有終の美
3ヶ月に及ぶ面談と交渉を経て、新しい仕事のオファーを受けた40歳のある中堅職員は、上司にその報告に向かいました。12年以上にわたり、会社のために精力的に働いてきた彼でしたが、次のステップに進むときが訪れたのです。彼はこの報告が問題なく終わることを願いつつ、午後3時に役員室を訪れたのですが、結局その部屋を後にしたのは、その9 時間後でした。上司が自分の貴重な部下が去るのだという事実を受け入れるまでに、9時間も要したのです。その中堅社員いわく、この9時間は彼の人生の中でも、一、二を争うほどの厳しい時間だったといいます。
日本では、会社を辞めることはすでにそれ自体がArt(芸術)であるといえます。
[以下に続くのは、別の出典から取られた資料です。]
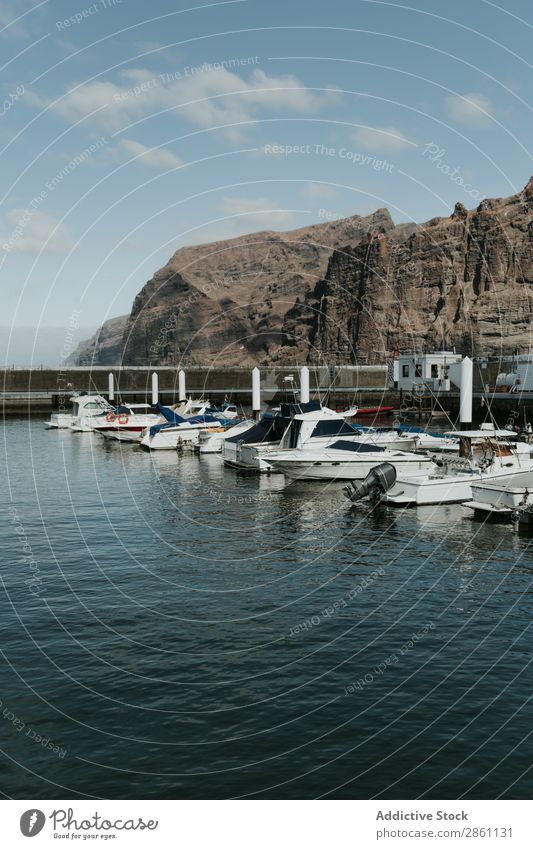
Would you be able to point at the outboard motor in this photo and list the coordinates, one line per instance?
(378, 481)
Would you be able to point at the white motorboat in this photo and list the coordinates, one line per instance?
(211, 441)
(503, 497)
(226, 411)
(314, 430)
(84, 406)
(297, 427)
(489, 458)
(125, 423)
(345, 460)
(176, 431)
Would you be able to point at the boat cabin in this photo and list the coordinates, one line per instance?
(434, 372)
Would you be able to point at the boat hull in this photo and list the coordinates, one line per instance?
(446, 489)
(346, 469)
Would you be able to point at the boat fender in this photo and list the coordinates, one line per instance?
(378, 481)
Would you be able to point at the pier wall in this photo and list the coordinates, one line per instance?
(44, 389)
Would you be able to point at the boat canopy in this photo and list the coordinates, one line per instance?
(413, 429)
(265, 430)
(359, 447)
(482, 434)
(332, 427)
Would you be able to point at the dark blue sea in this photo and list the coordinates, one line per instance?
(172, 629)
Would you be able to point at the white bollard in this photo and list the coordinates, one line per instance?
(467, 382)
(304, 385)
(256, 392)
(182, 392)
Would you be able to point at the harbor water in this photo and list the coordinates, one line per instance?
(173, 629)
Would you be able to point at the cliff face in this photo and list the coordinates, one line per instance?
(227, 303)
(104, 348)
(343, 291)
(464, 281)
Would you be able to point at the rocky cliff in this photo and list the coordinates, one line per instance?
(463, 281)
(345, 291)
(104, 348)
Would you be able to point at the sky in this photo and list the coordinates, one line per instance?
(130, 129)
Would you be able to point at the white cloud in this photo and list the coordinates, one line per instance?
(258, 213)
(31, 231)
(474, 110)
(205, 98)
(383, 140)
(151, 156)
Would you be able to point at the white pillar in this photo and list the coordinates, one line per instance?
(304, 385)
(182, 392)
(465, 403)
(256, 392)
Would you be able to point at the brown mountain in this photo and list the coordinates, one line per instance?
(464, 281)
(346, 290)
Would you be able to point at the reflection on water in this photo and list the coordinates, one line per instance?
(181, 630)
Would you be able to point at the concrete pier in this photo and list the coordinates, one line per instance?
(42, 390)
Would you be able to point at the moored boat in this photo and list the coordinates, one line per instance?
(489, 458)
(84, 407)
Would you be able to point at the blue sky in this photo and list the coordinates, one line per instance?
(128, 129)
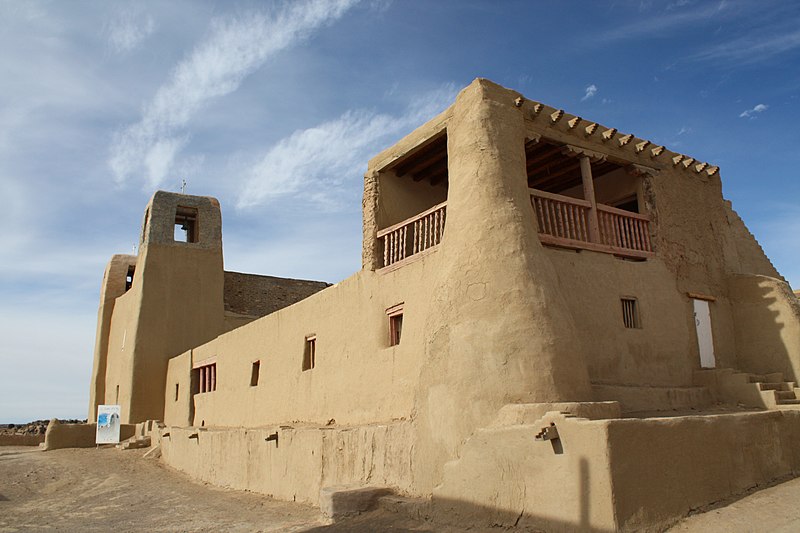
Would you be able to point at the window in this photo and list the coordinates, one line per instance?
(185, 224)
(395, 314)
(206, 377)
(129, 278)
(630, 313)
(310, 353)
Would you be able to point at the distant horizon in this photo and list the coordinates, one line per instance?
(275, 108)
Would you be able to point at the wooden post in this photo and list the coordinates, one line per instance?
(588, 194)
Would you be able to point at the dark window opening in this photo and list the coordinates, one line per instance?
(185, 224)
(628, 204)
(395, 314)
(630, 313)
(129, 278)
(310, 353)
(206, 378)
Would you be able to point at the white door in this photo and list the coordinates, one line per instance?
(705, 341)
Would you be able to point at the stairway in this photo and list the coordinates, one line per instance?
(768, 391)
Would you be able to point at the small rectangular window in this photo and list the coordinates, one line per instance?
(129, 277)
(206, 378)
(185, 224)
(395, 314)
(310, 353)
(630, 313)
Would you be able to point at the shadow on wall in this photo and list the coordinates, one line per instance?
(445, 514)
(767, 319)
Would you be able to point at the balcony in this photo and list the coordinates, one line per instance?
(567, 222)
(413, 235)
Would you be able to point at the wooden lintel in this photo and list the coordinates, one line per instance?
(576, 151)
(701, 296)
(640, 170)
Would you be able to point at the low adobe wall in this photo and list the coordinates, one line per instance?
(78, 435)
(614, 475)
(21, 440)
(292, 463)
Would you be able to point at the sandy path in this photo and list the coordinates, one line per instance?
(111, 490)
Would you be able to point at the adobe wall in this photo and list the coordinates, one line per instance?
(770, 342)
(614, 475)
(296, 461)
(358, 378)
(113, 286)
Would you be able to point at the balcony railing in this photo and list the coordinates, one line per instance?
(565, 221)
(413, 235)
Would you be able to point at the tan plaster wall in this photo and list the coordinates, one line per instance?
(113, 286)
(767, 316)
(179, 412)
(358, 377)
(121, 343)
(498, 331)
(503, 477)
(663, 468)
(303, 460)
(661, 353)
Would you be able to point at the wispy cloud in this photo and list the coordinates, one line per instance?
(235, 48)
(754, 47)
(591, 90)
(750, 113)
(128, 30)
(325, 156)
(660, 23)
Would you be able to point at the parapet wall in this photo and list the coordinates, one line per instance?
(291, 463)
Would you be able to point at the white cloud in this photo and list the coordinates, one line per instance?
(128, 30)
(216, 67)
(323, 157)
(750, 113)
(591, 90)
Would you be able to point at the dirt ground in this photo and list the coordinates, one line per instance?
(112, 490)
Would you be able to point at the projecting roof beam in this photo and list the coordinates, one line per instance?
(609, 134)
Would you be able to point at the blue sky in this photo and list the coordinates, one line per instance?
(275, 108)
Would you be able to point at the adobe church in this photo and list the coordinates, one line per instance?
(556, 324)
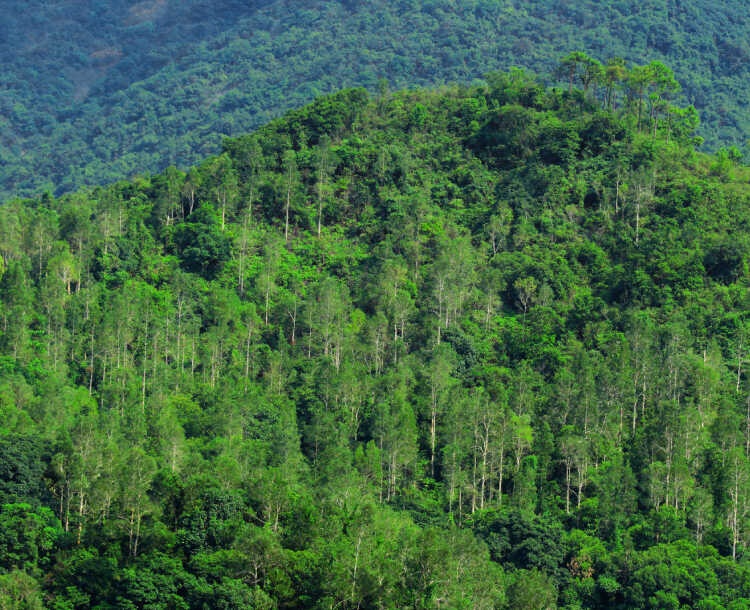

日本では、集団や会社という単位、また目上の者を敬うことが、個よりもずっと重要視されます。したがって、退職に際しては自らを鼓舞し、大事なことに集中し、自分の意見に責任を持つことが非常に重要になります。以下は参考までに私が見てきた日系企業での退職プロセスの、経時的なステップです。
衝撃と落胆
最初の段階では、上司は動揺したり、あれこれ騒ぎ立てたりするかもしれません。あなたに罪悪感を持たせようとしたり、もしかしたら昇進を提案してくるかもしれません。でも考えてみて下さい。「なぜ会社は今まで昇進を提案してこなかったのか」と。自分で下した決断を信じましょう。上司の突発的な怒りはそう長くは続きません。人間は時には感情的になったり、物事を個人攻撃と感じたりすることがあるということを、しっかり理解しておくことは、この時期役に立つでしょう。最初の嵐が過ぎてしまえば、たいていの場合人はあなたの決断に理解を示し、今後の活躍を願ってくれるでしょう。
受け入れ
しばらくすると、上司や同僚は、あなたが退職するということを受け入れ、それが現実に起こることなのだと認識していきます。そして徐々に仕事の引継ぎ準備を進めていきます。世の中はこうして回っていくもので、代わりがいないなんていうことは、そうそうないものです。
サポート
この段階までくれば、会社はあなたの決断をサポートし、快く送り出してくれるでしょう。そして話題の中心は、あなたが会社に残した素晴らしい功績へと移り、皆あなたのキャリアアップを祝福し、今後もよろしくということになっていきます。最終的には、大切な人たちは皆あなたを応援してくれるでしょう。
以上が3つのステップですが、あなたの退職を出来る限りスムーズに進めるために、もう数点付け加えておきます。
まずは紙におとしましょう。紙に書き出すことで、ポイントがより明確になり、今抱えている問題を明確に認識できるようになります。そして、転職先の雇用契約書にサインをして提出し、それから退職届に取り掛かります。今までの様々な機会や経験をあなたに与えてくれた会社への感謝を伝える手紙と考えましょう。
上司はかんしゃくを起こすかもしれませんが、彼がまだ最初のステップにあることを忘れずに。この時点では、上司が退職届けを破いてしまう、というようなことも想定して、退職届のコピーを準備しておくといったゆとりも大切です。
また、日を決めることも大切です。上司との面談を設定し、最終出社日を伝えましょう。 1ヶ月先というのが普通です。退職日を決めることで、現実味が増し、タイムラインがはっきりします。今後の予定が曖昧なままだと、簡単にひっくり返されてしまいます。
最後に、批判を個人的に受け止めないことです。すべてはビジネスの上でのことと受け止めましょう。会社があなたを引き止めるためにさまざまな策を弄したとしても、です。最終的には、あなたのキャリアに責任をもつのは、あなた自身なのですから。